In January 1995, an estimated 14.9 percent, or 15,854 of Canyon County’s 106,400 residents were Hispanic, up from an estimated 13.1 percent in 1990. Canyon County is home to more Hispanics than any other Idaho county.

Boise State University, which is training more workers to care for them, will hold a conference this week in honor of slain civil rights leader Martin Luther King Jr.

Hilary Straub, associate professor of nursing, will talk about the language and cultural barriers facing Hispanic patients.

Translators are all right, as long as they understand the doctor well enough to translate correctly, Straub said.

“What do you call the uterus, and then what does the client call the uterus?” Straub asked.

At Mercy Medical Center, about 15 percent of 7,000 to 8,000 inpatients each year are Hispanic. In the maternity unit, it is 20 percent.

Some Hispanic patients not only speak a different language, but have different cultural notions about health care.

For example, some couples ask LeBow whether they should place a quarter on their newborn babies’ belly buttons, “to keep the belly button in, so it doesn’t come out,” LeBow said.

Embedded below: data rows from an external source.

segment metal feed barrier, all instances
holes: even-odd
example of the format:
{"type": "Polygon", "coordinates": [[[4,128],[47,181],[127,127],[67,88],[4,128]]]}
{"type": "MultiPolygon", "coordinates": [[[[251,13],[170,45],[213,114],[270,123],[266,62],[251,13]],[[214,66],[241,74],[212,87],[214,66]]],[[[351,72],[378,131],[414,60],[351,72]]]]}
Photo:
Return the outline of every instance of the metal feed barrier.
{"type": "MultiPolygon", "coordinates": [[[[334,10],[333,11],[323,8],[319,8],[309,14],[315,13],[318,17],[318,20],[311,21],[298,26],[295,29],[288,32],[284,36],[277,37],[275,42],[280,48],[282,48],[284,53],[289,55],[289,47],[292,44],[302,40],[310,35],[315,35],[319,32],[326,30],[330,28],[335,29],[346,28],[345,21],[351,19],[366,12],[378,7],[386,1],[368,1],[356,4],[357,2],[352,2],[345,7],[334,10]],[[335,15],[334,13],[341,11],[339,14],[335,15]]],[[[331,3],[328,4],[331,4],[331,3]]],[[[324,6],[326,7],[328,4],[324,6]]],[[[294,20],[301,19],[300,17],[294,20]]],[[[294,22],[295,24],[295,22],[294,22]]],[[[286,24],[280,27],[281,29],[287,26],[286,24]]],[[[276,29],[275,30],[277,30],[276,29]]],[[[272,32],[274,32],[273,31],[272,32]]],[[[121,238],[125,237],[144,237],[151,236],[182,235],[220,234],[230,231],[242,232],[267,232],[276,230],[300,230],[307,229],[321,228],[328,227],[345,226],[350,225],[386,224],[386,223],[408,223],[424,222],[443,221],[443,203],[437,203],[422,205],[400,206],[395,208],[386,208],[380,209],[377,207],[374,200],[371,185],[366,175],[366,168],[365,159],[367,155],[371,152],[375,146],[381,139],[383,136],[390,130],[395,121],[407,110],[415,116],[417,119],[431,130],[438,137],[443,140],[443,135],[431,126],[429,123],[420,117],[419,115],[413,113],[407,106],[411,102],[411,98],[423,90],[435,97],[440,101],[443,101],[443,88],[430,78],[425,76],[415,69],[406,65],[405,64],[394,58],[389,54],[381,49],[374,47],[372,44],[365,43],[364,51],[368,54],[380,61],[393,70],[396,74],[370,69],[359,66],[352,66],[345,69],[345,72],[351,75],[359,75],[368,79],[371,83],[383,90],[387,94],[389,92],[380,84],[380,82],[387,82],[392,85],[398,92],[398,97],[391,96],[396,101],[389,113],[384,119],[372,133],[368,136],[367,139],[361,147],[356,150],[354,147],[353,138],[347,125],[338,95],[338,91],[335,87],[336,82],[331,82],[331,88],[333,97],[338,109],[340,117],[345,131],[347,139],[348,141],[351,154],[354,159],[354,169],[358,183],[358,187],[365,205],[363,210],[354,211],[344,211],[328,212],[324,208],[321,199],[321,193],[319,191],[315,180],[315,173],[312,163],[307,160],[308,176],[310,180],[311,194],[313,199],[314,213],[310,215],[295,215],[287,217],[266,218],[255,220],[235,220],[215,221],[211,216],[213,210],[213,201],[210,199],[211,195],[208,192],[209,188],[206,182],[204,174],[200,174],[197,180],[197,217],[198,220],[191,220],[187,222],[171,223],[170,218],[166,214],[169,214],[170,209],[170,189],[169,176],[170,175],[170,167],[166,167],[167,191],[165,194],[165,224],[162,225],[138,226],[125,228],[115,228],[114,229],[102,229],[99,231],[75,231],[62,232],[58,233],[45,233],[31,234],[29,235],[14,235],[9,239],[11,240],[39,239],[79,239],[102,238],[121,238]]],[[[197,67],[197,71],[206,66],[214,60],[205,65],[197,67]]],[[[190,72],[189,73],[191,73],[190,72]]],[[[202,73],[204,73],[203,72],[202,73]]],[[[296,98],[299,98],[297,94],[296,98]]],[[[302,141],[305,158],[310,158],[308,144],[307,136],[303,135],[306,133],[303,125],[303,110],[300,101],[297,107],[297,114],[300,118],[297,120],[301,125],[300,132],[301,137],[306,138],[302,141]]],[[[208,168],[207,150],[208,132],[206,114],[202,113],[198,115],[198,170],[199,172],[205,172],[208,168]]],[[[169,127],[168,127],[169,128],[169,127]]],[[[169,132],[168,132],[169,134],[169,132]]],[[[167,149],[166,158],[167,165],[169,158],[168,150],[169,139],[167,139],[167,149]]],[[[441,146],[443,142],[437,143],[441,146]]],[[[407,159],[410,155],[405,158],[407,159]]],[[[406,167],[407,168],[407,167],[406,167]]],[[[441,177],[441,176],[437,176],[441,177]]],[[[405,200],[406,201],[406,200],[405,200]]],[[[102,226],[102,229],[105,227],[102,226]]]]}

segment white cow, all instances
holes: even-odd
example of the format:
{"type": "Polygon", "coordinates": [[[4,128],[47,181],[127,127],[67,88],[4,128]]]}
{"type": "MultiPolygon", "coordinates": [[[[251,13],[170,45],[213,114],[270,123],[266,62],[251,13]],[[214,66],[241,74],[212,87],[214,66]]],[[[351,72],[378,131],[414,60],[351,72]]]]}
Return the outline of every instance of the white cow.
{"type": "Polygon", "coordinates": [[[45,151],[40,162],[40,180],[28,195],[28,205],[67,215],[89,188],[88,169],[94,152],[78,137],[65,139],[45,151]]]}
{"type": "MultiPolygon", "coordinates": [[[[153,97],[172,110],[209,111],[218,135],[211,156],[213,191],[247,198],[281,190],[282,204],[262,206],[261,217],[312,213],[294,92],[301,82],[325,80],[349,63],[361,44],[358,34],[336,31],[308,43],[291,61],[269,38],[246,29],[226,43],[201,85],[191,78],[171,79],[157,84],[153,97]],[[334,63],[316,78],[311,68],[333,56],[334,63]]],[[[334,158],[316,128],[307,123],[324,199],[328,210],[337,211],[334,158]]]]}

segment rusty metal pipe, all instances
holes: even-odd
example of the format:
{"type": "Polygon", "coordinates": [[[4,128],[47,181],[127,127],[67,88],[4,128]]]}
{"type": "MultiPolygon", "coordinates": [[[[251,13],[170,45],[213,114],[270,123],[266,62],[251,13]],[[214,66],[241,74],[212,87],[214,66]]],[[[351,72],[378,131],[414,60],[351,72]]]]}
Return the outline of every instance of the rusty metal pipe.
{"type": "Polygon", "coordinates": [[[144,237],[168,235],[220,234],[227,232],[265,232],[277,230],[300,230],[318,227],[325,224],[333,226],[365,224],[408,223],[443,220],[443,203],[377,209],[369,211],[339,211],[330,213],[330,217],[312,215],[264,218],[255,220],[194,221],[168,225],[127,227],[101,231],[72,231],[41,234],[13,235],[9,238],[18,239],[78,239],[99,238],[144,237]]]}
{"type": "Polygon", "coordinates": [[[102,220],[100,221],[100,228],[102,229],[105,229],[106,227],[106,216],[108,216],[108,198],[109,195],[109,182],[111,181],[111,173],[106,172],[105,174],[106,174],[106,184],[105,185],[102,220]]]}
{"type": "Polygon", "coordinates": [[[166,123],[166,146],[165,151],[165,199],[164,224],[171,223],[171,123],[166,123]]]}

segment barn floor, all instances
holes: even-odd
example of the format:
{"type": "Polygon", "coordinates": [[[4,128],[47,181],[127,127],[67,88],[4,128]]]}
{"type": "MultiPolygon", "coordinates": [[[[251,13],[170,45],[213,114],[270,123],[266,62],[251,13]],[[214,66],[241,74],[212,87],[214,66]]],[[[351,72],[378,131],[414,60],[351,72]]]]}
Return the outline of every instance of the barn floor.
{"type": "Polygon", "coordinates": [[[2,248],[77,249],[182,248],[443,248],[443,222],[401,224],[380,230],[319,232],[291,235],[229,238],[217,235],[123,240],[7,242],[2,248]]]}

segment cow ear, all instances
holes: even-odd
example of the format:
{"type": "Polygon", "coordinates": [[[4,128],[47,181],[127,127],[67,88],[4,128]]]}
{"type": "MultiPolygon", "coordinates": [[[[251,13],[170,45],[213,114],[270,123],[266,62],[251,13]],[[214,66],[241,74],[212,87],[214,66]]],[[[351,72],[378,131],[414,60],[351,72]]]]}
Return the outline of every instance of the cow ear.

“I say I don’t think it does any good, but it doesn’t do any harm either,” he said. “If you want to do it, you can. I never belittle it.”

To help them, more than half the clinical staff at Terry Reilly clinics speak English and Spanish, said LeBow, who is bilingual.

“What if you were in Mexico and you got sick and you had to go to a clinic where no one spoke English, and everybody there was Hispanic?” he asked.